IMSC: Identification of Phospholipid Species Implicated in Dementia by Untargeted LC/HRMS and Data Dependent MS/MS

Importance of the Topic

This study addresses the critical need for precise identification of molecular phospholipid species in human plasma to support Alzheimer’s disease research and biomarker discovery. Detailed fatty acid composition helps differentiate isomeric lipids that may serve as early indicators of cognitive impairment.

Objectives and Overview

The primary goal is to unambiguously determine the fatty acid constituents of lyso-PC 18:2, PC 36:6, 38:0, 38:6, 40:1, 40:2, 40:6 and the ether form 40:6e in human plasma. The study compares untargeted label-free workflows in Proteome Discoverer 2.2 with targeted SRM assays, and employs LipidSearch 4.1 for automated lipid identification and confirmation.

Methodology and Instrumentation

Sample Preparation:

• Human plasma aliquots (30 µL) from control, mild cognitive impairment and Alzheimer’s patients.
• Bligh & Dyer extraction; reconstitution in 50:50 IPA/methanol.

LC-HRAM MS Conditions:

• Thermo Scientific™ Orbitrap Fusion™ Lumos™ Tribrid mass spectrometer.
• Thermo Scientific™ Dionex™ UltiMate™ 3000 UHPLC with C30 Acclaim™ column (2.1 × 150 mm, 3 µm).
• Data-dependent HCD MS2 at 15K resolution; supplemental CID MS2 when m/z 184.0733 detected.

Data Processing and Lipid Identification:

• Proteome Discoverer 2.2 with Minora Feature Detector for untargeted feature detection, retention time alignment and consensus quantification.
• LipidSearch 4.1 parameters: precursor/product tolerances 5 ppm; adducts [M+H]+, [M+Na]+, [M+HCO2]−; database search of phospholipids, glycerolipids, sphingolipids and neutral lipids.

Main Results and Discussion

Identification Outcomes:

• Detected and confirmed 23 lyso-PC and 67 PC molecular species by matching precursor and fragment ions in both positive and negative mode MS2.
• Resolved PC 38:6 into three isomers (18:2_20:4, 18:1_20:5, 16:0_22:6) based on characteristic neutral losses and fatty acid anions; relative abundances established.
• Validated panel lipids previously linked to dementia and corrected misassignments from low-resolution SRM (e.g.

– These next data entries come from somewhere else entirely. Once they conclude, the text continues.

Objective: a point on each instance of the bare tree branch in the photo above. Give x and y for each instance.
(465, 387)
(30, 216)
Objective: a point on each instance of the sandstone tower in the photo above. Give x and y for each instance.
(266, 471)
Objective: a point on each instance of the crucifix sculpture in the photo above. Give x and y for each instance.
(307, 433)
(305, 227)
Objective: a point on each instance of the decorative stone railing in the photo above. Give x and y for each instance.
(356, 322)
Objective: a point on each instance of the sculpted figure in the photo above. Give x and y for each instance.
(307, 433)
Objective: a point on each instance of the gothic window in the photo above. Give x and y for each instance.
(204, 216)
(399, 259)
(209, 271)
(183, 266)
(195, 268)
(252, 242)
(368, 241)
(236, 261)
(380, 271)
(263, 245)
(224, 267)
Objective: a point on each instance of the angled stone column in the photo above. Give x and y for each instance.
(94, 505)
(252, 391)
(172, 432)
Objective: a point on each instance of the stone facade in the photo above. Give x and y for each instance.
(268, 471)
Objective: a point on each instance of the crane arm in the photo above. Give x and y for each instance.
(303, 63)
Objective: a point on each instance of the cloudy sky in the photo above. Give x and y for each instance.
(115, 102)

PC 38:0 vs PC 40:7e).

Discussion:
This high-resolution approach provides unambiguous fatty acid assignment in complex plasma matrices, overcoming limitations of infusion SRM and spectral counting. The combined HCD/CID strategy enhances confidence in headgroup and acyl chain characterization.

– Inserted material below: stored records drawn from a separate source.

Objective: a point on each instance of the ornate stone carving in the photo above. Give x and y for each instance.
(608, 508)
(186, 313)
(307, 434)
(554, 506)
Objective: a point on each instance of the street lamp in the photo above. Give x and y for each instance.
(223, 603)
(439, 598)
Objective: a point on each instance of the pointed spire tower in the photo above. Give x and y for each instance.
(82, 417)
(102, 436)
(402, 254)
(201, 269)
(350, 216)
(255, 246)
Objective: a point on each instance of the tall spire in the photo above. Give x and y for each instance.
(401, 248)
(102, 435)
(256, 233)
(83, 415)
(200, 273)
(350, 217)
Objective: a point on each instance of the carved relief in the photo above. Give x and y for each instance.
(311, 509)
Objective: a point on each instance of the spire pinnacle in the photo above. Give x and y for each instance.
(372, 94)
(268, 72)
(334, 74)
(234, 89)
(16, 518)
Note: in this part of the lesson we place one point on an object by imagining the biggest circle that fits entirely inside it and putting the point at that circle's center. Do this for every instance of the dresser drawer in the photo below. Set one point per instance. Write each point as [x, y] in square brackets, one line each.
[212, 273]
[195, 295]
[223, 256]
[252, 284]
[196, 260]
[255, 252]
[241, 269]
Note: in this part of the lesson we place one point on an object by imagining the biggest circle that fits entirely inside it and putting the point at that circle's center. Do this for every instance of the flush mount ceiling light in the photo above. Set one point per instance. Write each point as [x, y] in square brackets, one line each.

Benefits and Practical Applications

• Comprehensive untargeted lipid profiling to support biomarker discovery and mechanistic studies in neurodegeneration.
• Automated workflows in Proteome Discoverer and LipidSearch streamline data analysis for large cohorts.
• High mass accuracy and MS2 specificity reduce false positives and improve reproducibility in clinical research.

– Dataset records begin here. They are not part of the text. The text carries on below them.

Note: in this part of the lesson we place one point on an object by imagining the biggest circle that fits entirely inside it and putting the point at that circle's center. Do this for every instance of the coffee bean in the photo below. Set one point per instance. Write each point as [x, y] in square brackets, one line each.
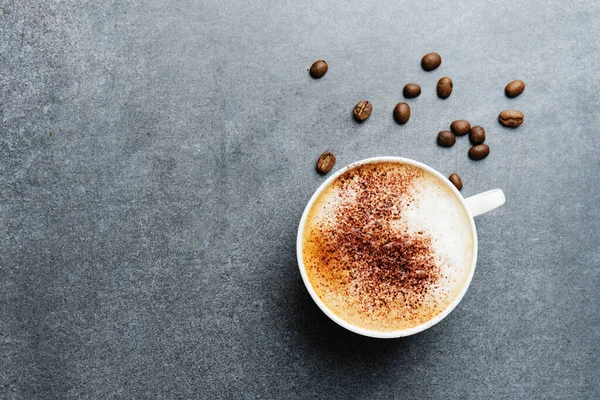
[456, 181]
[431, 61]
[446, 139]
[401, 113]
[362, 110]
[318, 69]
[477, 135]
[444, 87]
[325, 163]
[411, 90]
[511, 118]
[514, 88]
[479, 152]
[460, 127]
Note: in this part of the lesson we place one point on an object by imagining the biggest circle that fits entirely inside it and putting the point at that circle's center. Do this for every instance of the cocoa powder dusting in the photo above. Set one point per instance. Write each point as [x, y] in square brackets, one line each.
[367, 252]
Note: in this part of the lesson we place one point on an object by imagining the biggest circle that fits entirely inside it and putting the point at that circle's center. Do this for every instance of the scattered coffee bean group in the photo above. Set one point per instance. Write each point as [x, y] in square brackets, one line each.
[479, 152]
[401, 113]
[318, 69]
[446, 138]
[325, 162]
[456, 181]
[362, 110]
[511, 118]
[431, 61]
[460, 127]
[514, 88]
[444, 88]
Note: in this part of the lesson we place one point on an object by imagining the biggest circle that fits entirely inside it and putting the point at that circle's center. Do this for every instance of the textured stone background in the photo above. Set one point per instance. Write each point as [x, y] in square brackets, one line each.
[155, 158]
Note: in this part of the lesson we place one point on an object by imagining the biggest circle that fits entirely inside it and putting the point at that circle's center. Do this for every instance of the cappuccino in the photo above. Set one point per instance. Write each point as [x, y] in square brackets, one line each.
[387, 246]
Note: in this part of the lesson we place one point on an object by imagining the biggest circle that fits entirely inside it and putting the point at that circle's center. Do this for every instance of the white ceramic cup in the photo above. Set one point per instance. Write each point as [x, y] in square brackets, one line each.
[474, 205]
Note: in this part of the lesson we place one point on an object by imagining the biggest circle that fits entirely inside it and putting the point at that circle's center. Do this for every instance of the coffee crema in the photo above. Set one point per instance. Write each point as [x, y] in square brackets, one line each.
[387, 246]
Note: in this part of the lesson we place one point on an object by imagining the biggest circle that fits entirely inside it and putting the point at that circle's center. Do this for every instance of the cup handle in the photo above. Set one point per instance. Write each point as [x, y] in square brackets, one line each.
[485, 202]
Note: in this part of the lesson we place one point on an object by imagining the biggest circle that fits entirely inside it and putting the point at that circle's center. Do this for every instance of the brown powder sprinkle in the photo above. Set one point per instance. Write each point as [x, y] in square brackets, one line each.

Future Trends and Applications

Advances may include expansion of untargeted workflows to additional lipid classes, integration with quantitative label-free and isotopic methods, development of larger spectral libraries, and application in longitudinal clinical studies for early disease detection.

Conclusion

This work demonstrates that Orbitrap-based LC-MS/MS combined with advanced software pipelines enables accurate and high-throughput identification of phospholipid species in human plasma, providing a robust platform for Alzheimer’s biomarker research.

References

• Mapstone M. et al. Plasma phospholipids identify antecedent memory impairment in older adults. Nature Medicine 2014;20(4):415–418.
• Kiyonami R. et al. Large-scale lipid profiling of a human serum lipidome using a high-resolution, accurate-mass LC/MS/MS approach. Thermo Fisher Scientific Application Note 647, 2016.
• Kiyonami R. et al. Increased throughput and confidence for lipidomics profiling using comprehensive HCD MS2 and CID MS3 on a Tribrid Orbitrap mass spectrometer. Thermo Fisher Scientific Application Note 648, 2016.